Why do I see requests for foreign sites appearing in my log files?
An access_log entry showing this situation could look like this:
63.251.56.142 - - [25/Jul/2002:12:48:04 -0700] "GET http://www.yahoo.com/ HTTP/1.0" 200 1456
For this log line, the 200 code (second to last field in this example) indicates that the request was successful – but see below for an explanation of what “success” means in this situation.
This is usually the result of malicious clients trying to exploit open proxy servers to access a website without revealing their true location. They could be doing this to manipulate pay-per-click ad systems, to add comment or link-spam to someone else's site, or just to do something nasty without being detected.
It is important to prevent your server from being used as an open proxy to abuse other sites.
How can I prevent these requests from accessing the foreign server through my server?
First, if you don't need to run a proxy server, disable mod_proxy by commenting out its LoadModule line or setting ProxyRequests off in httpd.conf.

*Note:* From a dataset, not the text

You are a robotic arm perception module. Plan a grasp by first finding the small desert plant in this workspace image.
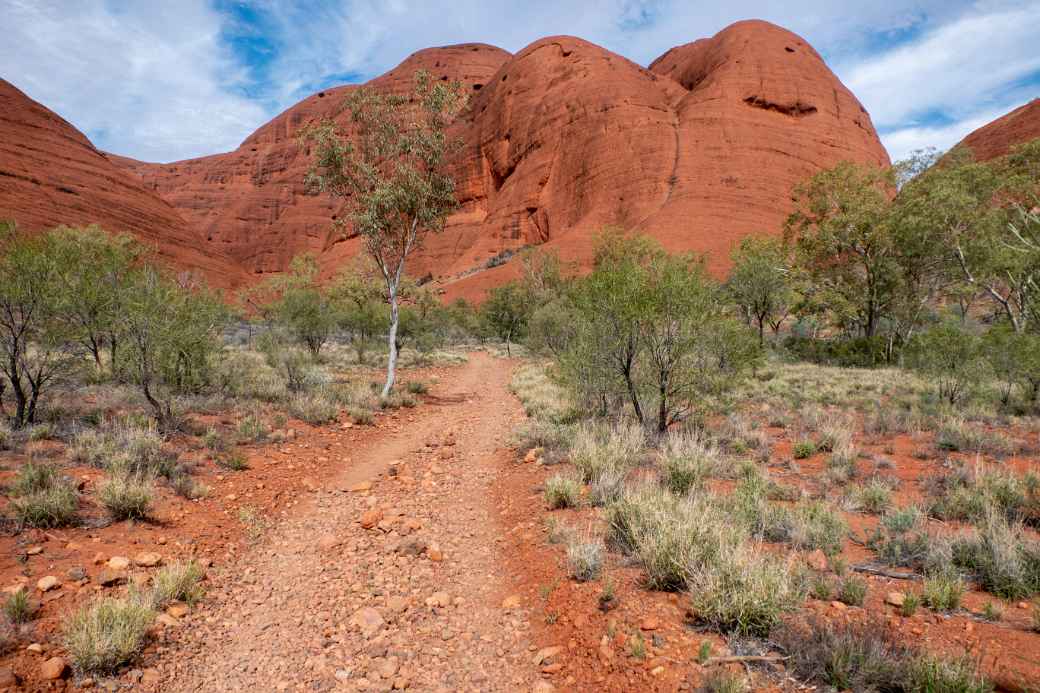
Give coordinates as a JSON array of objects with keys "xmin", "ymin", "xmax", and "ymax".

Remember that disabling ProxyRequests does not prevent you from using a reverse proxy with the ProxyPass directive.
If you do need to have Apache act as a proxy server, be sure to secure your server by restricting access with a <Proxy> section in httpd.conf.
My server is properly configured not to proxy, so why is Apache returning a 200 (Success) status code?
That status code indicates that Apache successfully sent a response to the client, but not necessarily that the response was retrieved from the foreign website.
RFC2616 section 5.1.2 mandates that Apache must accept requests with absolute URLs in the request-URI, even for non-proxy requests. This means that even when proxying is turned off, Apache will accept requests that look like proxy requests. But instead of retrieving the content from the foreign site, Apache will serve the content at the corresponding location on your website. Since the hostname probably doesn't match a name for your site, Apache will look for the content on your default host.
In the above example, since www.yahoo.com is obviously not a valid virtual host on your system, Apache will serve the homepage content from your default (virtual) host. The size of the response (1456 in the above example) can be compared to the size of the corresponding page on your default site to confirm that the response was served locally and no proxying was involved.
But how can I be really sure that I am not allowing the abuse of other sites
You can try yourself to use your server as a proxy to access other sites and make sure that you get either a failure, or local content from your site. Among the ways to do this:
- Configure your browser to use your web server as its default proxy server and then try to request foreign sites. You should get only your own website content back in reply.
2. Manually construct requests using telnet:
telnet yoursite.example.com 80 GET http://www.yahoo.com/ HTTP/1.1 Host: www.yahoo.com
Then press enter twice. If your server is properly configured, you should receive content from your own site and not Yahoo.
What about these strange CONNECT requests?
A variant of this problem is an access_log entry that looks like
63.251.56.142 - - [25/Jul/2002:12:48:04 -0700] "CONNECT smtp.example.com:25 HTTP/1.0" 200 1456
The CONNECT method is usually used to tunnel SSL requests through proxies. But in this case, the port 25 on the target shows us that someone is attempting to use our HTTP proxy to send mail (probably spam) to a foreign site.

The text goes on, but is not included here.